City Commissioner Jon Blanchard was at the meeting, and had words with Duncan afterwards. Blanchard was perplexed about the insistence that the health department become a county agency. He challenged Duncan to explain how the county can better operate the agency than it could be jointly run. Duncan said that he believes the county does business better than the city.
Blanchard then sat and spoke at length with Commissioner Jim Gile. He told Gile that he is disappointed in him as well, saying that he had a chance to make a difference.

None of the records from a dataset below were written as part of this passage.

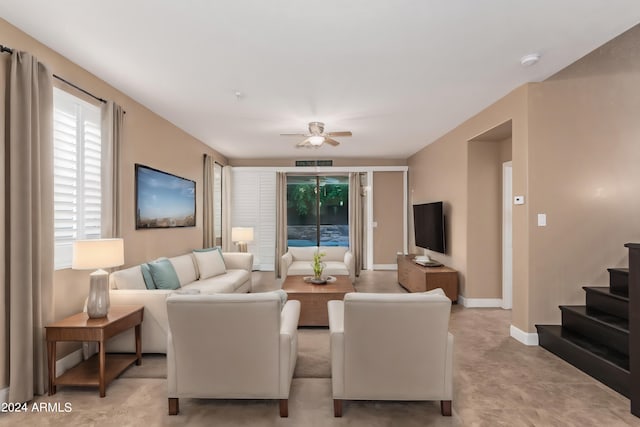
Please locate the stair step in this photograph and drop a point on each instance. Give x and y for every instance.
(596, 326)
(602, 299)
(606, 365)
(619, 280)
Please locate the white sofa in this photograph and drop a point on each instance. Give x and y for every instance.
(128, 287)
(391, 347)
(338, 261)
(231, 347)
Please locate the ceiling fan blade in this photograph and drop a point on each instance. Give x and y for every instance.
(343, 133)
(331, 141)
(304, 143)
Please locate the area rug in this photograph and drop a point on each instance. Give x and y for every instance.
(314, 360)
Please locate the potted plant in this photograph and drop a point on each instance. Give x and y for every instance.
(318, 266)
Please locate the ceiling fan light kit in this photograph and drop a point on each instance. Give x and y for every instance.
(316, 140)
(316, 136)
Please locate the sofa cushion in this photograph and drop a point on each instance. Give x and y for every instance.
(129, 278)
(164, 275)
(223, 283)
(146, 275)
(210, 263)
(333, 253)
(185, 268)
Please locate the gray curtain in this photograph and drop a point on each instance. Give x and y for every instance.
(355, 219)
(227, 244)
(281, 219)
(29, 223)
(112, 129)
(208, 229)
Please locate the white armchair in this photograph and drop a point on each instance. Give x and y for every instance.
(231, 346)
(338, 261)
(391, 347)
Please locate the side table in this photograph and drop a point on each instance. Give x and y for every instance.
(100, 369)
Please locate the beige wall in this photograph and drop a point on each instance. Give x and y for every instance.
(484, 221)
(148, 139)
(584, 174)
(440, 172)
(575, 157)
(336, 162)
(388, 202)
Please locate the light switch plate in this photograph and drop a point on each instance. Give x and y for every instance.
(542, 220)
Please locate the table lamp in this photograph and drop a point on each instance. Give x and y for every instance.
(242, 235)
(98, 253)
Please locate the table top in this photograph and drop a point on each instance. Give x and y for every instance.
(82, 320)
(296, 284)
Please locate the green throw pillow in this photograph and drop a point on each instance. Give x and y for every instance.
(146, 275)
(163, 274)
(208, 249)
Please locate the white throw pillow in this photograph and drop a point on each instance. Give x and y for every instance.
(210, 263)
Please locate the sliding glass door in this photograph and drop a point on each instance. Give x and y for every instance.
(318, 210)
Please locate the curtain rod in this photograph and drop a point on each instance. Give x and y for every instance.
(5, 49)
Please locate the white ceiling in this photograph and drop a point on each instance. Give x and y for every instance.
(397, 73)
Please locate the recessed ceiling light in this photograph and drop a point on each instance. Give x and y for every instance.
(530, 59)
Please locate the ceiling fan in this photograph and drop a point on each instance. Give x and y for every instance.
(316, 136)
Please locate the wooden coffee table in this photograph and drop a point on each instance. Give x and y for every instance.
(313, 298)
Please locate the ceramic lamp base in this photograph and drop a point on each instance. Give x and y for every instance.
(98, 302)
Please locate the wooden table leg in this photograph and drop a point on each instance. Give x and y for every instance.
(51, 360)
(103, 392)
(138, 329)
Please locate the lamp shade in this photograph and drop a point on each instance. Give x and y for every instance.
(97, 253)
(242, 234)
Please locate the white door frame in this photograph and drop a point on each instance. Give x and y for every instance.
(507, 235)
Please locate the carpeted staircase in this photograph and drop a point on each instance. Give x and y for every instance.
(595, 337)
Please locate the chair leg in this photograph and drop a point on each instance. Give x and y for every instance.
(337, 408)
(174, 406)
(445, 407)
(284, 408)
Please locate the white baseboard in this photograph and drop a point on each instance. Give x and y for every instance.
(68, 362)
(480, 302)
(385, 267)
(525, 338)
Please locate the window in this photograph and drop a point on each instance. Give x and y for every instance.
(318, 211)
(76, 173)
(217, 203)
(254, 205)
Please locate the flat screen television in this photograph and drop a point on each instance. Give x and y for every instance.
(164, 200)
(428, 225)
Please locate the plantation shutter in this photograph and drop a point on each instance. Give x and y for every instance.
(254, 205)
(76, 170)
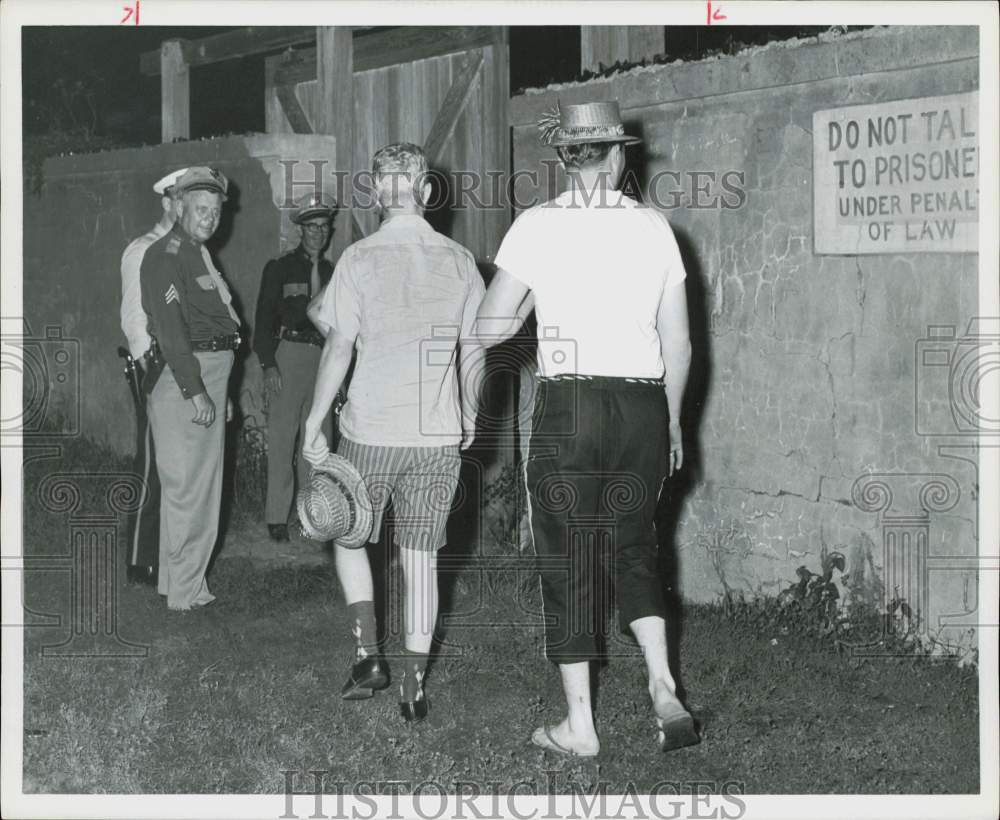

The events Tuesday come after an emotional special Salina City Commission meeting Monday evening where the city had drafted a new proposal to send to the county. Highlights of the proposal include:
1. $500,000 city funding for the building
2. $500,000 in health department reserve funds to be used for renovation only
3. The concept of an interlocal agreement be agreed upon and details then worked out
The proposal was contingent upon the health department staying intact.
Prior to the Tuesday afternoon meeting, county commissioners began the morning discussed the issue at an early study session, and later heard multiple people speak about it at their formal meeting. At each meeting numerous people urged the county to accept Monday evening’s proposal from the city, and to enter into a new joint agreement.
If the health department does become a county department as proposed, employee insurance for the agency staff will greatly increase. The agency currently is under the city plan. The cost of health insurance for the county plan would cost over $139,000 more a year for the employer. It would also cost employees more than double what they currently pay, or a little over $3,400 more a year.
There are also concerns about program cuts. In other counties in the state, where joint city-county health departments have split, over time programs have been lost.